Pular para o conteúdo principal

O segredo

- Olá.
- Oi.
- Posso me sentar aqui?
- Sim. Fique à vontade.
- E então, o que será dessa noite? Vai manter essa cara de derrotado?
- Derrotado? Eu? Você nem me conhece e vem falar comigo desse jeito. E você? O que você é?
- Eu? Smrf. Não sou uma derrotada, como você. Eu apenas reinvento vidas. Olho para as pessoas ao meu redor e voilà: crio histórias para justificar as suas existências. Crio coincidências. Imagino os percursos que precedem os nossos encontros. Quero sempre saber como viemos parar no mesmo lugar, por que viemos etc. Eu o observava e, então, passei a criar uma vida pra você. Mas não resisti. Vim lhe conhecer. Vim conferir se estavam certas as minhas previsões.
- Sério? Que coincidência. Você reinventa vidas; eu as invento.
- Inventa vidas? Como?
- Eu crio personagens e os guardo em arquivos de textos.
- Então você é um escritor.
- Um pretenso. Pretenso escritor. Tornar-me escritor é um sonho. Digamos que eu apenas os guardo para, quem sabe, poder vendê-los, um dia, a um escritor de verdade. E você, é uma escritora?
- Não. Os meus personagens têm vidas efêmeras. A sua vida, por exemplo, somente duraria enquanto durasse a minha sede. E, confesso, não sou boa de escrita. Mas imaginei uma vida para você, enquanto consumia o seu fracasso revestido de silêncio.
- Quem lhe disse que eu sou um fracassado? Eu só me mantive em silêncio porque estava ocupado. Eu também pensava em você. Usei a sua imagem para criar uma personagem de um conto que pretendo escrever. Você, aliás, está aqui a trabalho.

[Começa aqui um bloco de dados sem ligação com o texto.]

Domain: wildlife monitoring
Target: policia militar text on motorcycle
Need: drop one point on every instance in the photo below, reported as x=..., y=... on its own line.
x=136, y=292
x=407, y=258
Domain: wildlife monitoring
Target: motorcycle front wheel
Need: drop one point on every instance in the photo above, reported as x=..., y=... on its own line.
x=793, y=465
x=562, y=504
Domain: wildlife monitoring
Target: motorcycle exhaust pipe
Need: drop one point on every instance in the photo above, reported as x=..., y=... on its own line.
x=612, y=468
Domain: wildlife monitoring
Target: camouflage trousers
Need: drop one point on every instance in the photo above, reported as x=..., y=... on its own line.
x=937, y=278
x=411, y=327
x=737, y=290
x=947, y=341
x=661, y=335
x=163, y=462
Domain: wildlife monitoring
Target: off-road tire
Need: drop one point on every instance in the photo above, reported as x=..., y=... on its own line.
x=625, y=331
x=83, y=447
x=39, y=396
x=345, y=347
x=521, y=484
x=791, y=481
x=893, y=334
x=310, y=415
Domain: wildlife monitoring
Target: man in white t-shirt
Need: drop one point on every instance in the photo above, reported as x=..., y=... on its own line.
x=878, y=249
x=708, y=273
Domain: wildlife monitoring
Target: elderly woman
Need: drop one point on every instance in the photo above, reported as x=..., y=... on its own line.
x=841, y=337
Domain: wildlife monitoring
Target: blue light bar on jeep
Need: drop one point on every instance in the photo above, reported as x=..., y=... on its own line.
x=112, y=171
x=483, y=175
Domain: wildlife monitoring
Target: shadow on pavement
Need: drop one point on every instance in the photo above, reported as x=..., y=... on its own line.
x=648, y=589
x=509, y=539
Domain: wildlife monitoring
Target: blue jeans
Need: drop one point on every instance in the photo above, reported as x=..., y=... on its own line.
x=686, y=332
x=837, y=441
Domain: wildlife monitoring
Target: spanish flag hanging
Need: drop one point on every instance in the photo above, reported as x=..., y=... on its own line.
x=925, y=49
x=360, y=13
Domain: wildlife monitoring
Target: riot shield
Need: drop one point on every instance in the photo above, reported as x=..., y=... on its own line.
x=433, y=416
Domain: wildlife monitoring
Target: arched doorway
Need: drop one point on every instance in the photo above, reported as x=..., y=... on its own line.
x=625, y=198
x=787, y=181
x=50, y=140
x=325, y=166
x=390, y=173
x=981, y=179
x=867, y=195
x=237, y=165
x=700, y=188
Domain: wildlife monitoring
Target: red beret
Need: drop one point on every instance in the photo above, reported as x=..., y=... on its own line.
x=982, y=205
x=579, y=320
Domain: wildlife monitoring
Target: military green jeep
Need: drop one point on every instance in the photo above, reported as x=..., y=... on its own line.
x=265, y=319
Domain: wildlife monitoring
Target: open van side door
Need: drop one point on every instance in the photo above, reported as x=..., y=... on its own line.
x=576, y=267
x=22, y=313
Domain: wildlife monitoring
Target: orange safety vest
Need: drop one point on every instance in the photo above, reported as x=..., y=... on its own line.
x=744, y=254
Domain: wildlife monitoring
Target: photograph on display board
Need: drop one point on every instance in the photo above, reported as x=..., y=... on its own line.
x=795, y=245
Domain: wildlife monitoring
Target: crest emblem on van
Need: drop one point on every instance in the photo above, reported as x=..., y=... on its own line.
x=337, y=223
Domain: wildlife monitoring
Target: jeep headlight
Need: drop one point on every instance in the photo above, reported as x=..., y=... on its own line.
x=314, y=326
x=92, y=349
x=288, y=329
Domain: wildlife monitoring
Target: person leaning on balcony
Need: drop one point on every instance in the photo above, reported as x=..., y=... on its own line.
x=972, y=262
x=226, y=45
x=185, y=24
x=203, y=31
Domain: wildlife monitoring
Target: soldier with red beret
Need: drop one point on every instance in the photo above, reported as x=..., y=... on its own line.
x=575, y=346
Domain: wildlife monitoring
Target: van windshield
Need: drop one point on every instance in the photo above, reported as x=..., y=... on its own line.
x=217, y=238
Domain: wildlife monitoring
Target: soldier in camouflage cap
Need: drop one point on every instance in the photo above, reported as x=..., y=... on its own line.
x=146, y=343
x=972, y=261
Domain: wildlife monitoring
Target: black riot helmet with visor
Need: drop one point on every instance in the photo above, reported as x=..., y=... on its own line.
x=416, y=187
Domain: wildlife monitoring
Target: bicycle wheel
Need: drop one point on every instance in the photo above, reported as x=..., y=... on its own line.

- Como? Está mesmo me dizendo que eu estou a trabalho, a essa hora da noite, mesmo me vendo em deleite com um copo de vodca numa bancada de um bar?
- Não aqui. Você está na cidade, digo, a trabalho. E você é de outro Estado.
- Então eu também me tornei uma personagem, agora, senhor “Solitário que pensa estar a perder a esposa para o melhor amigo de infância”? Os modos como eleva o copo à boca e como fecha os olhos enquanto a bebida lhe queima a garganta não escondem a sua amargura. Você ainda pensa nela.
- E você? Você ainda não tem certeza sobre se deve continuar a sua carreira de bandeirinha de futebol declinante. Você teme o preconceito machista. Você está aqui neste bar lutando contra a sensação iminente de ser vaiada por uma multidão. Sabe que não pode mais errar.
- Não posso mais errar? Por quê?
- A sua carreira está ameaçada. E você sabe disso. Você errou ao invalidar aquele gol no jogo de quarta-feira à noite: o atacante estava em posição legal. Não foi impedimento. Mas eu entendo: foi a primeira vez em que você atuou num jogo transmitido pela tevê.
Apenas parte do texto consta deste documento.